Come on you engineering types, put your mind to this and design something like this!
It would be a better solution to show these countries how to build water treatment plants.Infected water which makes for infected soil that food is grown in accounts for many of these intestinal worms.
So let me get this straight...you take a dump on a piece of plastic wrap then smear it on your phone camera lens then shine a flashlight on it to look at worms. I just go out to the sidewalk after it rains and look at worms. Of course it has benefits if you like to go fishing...you don't need to hit the bait store...
Right, so there are no $50 microscopes in Tanzania, but $600 iphones are abundant.

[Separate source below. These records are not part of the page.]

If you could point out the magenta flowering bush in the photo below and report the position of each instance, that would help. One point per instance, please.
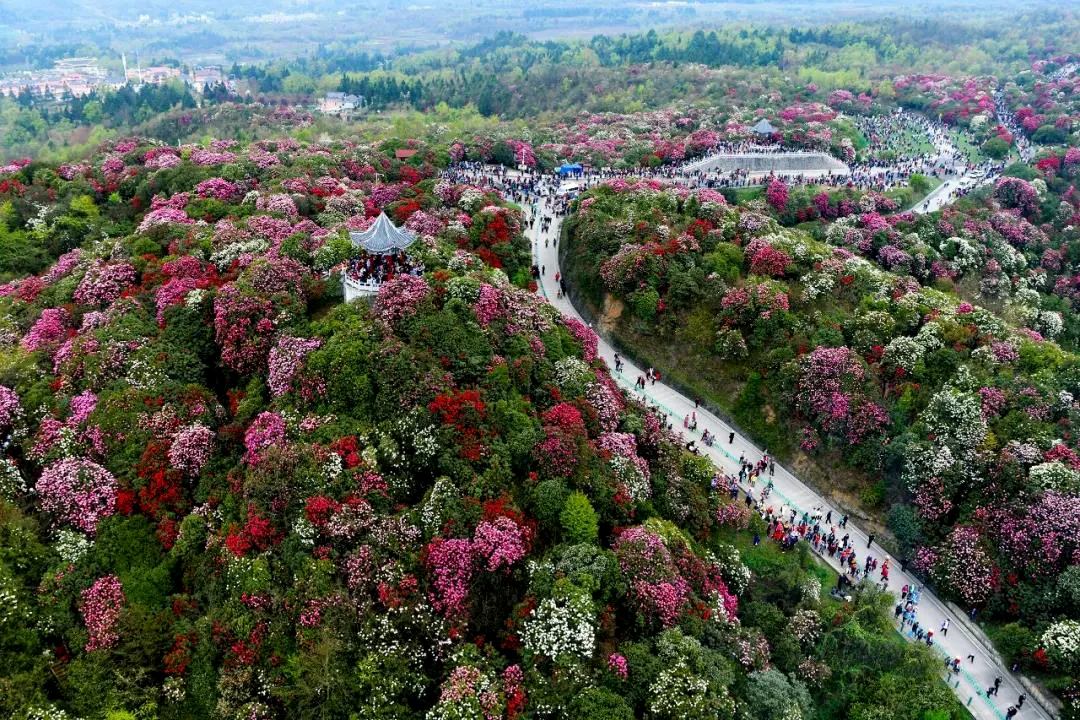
(584, 335)
(104, 283)
(100, 607)
(1016, 193)
(500, 543)
(665, 578)
(278, 203)
(267, 431)
(400, 297)
(11, 408)
(217, 188)
(767, 260)
(243, 327)
(191, 449)
(451, 565)
(50, 328)
(78, 492)
(286, 362)
(963, 567)
(777, 193)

Please, get real (there is no app for that)
iPhones everywhere, worms everywhere, microscopes aren't.
Which iPhone did you get?
I'm not sure about Iphones, but when my sister was in Malawi last year, she said that just about EVERYONE (even those who were quite poor) had cell phones. In fact, they often used them as flashlights during things like church services when the power would go out. I don't know about Tanzania, but perhaps it is similar.
It's a matter of cell phone towers being installed in these poorer countries by companies and entrepreneurs. Most don't have landline services installed but it was businessmen seeing an opportunity to enter a wide open market. Once cell towers are in, you start selling everybody phones at various price levels. Soon even some of the poorest have a phone.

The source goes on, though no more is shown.